From: Issue 32 Categories: Energy/Tech
Rookie of the Year
The carbon industry is entering the major leagues. Regulatory loopholes have allowed it to grow without restraint. It’s time for regulators to step up to the plate before they have a new crisis on their hands they will be asked to fix.
Financial markets posted their worst decline in May since 1940. While most investors are still licking their wounds, those who bet on the carbon financial industry are reaping gains from the global consolidation in the industry. In less than a decade, the carbon financial industry has been catapulted to the major leagues.
On May 27, Canadian media and data conglomerate Thomson Reuters announced it would acquire Point Carbon. Founded in 2000, Point Carbon is a Norwegian-based carbon consultancy that provides news, data, and analysis to hedge funds, financial institutions, businesses, and governments. Backed by investors such as Schibsted ASA, Norway’s largest media company, JPMorgan Chase & Co., and Mizhuho Financial Group, Point Carbon has a staff of 137 and offices in Asia, Australia, and the United States.
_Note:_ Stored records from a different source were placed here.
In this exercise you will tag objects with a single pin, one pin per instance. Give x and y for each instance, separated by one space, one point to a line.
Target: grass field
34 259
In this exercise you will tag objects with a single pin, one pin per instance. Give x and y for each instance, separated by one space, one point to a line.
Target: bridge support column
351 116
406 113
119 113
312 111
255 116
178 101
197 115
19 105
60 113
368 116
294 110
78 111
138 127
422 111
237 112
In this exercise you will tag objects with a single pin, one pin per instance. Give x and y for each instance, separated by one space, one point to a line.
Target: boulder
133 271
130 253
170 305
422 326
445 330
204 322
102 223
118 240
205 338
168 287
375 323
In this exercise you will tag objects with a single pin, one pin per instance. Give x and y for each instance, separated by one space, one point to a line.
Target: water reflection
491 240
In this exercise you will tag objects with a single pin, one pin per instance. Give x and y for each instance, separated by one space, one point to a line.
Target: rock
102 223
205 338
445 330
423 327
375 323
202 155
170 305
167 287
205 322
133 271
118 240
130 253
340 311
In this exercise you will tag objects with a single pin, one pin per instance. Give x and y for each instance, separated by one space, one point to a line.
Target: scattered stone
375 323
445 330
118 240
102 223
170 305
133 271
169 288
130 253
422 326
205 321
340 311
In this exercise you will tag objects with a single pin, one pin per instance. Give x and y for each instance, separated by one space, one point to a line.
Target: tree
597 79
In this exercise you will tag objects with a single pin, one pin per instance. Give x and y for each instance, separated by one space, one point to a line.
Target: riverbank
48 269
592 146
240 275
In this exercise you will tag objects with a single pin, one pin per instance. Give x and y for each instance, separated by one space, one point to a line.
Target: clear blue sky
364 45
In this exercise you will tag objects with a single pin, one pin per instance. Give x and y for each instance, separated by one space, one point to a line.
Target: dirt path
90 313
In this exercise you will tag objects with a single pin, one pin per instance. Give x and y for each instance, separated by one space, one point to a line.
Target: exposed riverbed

Thomson Reuters is following rival Bloomberg LP’s acquisition last December of New Energy Finance, a Point Carbon competitor. The news and data conglomerates will provide technology, marketing power, global scale, and a client base that neither New Energy nor Point Carbon could have developed on their own.
Thomson Reuters and Bloomberg made these strategic acquisitions because they saw increasing demand for carbon news and data services and large dollar signs on the horizon.
The real game changer may be the $603 million all-cash friendly tender offer announced April 30 by Atlanta-based IntercontinentalExchange (ICE) for London-based Climate Exchange. The merger could result in the creation of the first global exchange of carbon derivatives.
Derivatives are widely used financial tools that allow investors to trade an asset without actually having to own it. They are attractive because investors can leverage their investment to intensify gains as well as losses. The value of a derivative can rise significantly while the underlying asset barely changes in price, so investors use derivatives to speculate, but also to manage risks.
The target company, Climate Exchange (CLE), was founded in 2003 and is the leading owner and operator of environmental financial electronic exchanges around the world, trading products such as carbon derivatives. CLE operates the Chicago Climate Exchange, the European Climate Exchange and the Chicago Climate Futures Exchange and has affiliated exchanges in Canada, Australia, and China. Richard Sandor, the renowned cap and trade pioneer, is CLE’s Chairman and one of its largest shareholders.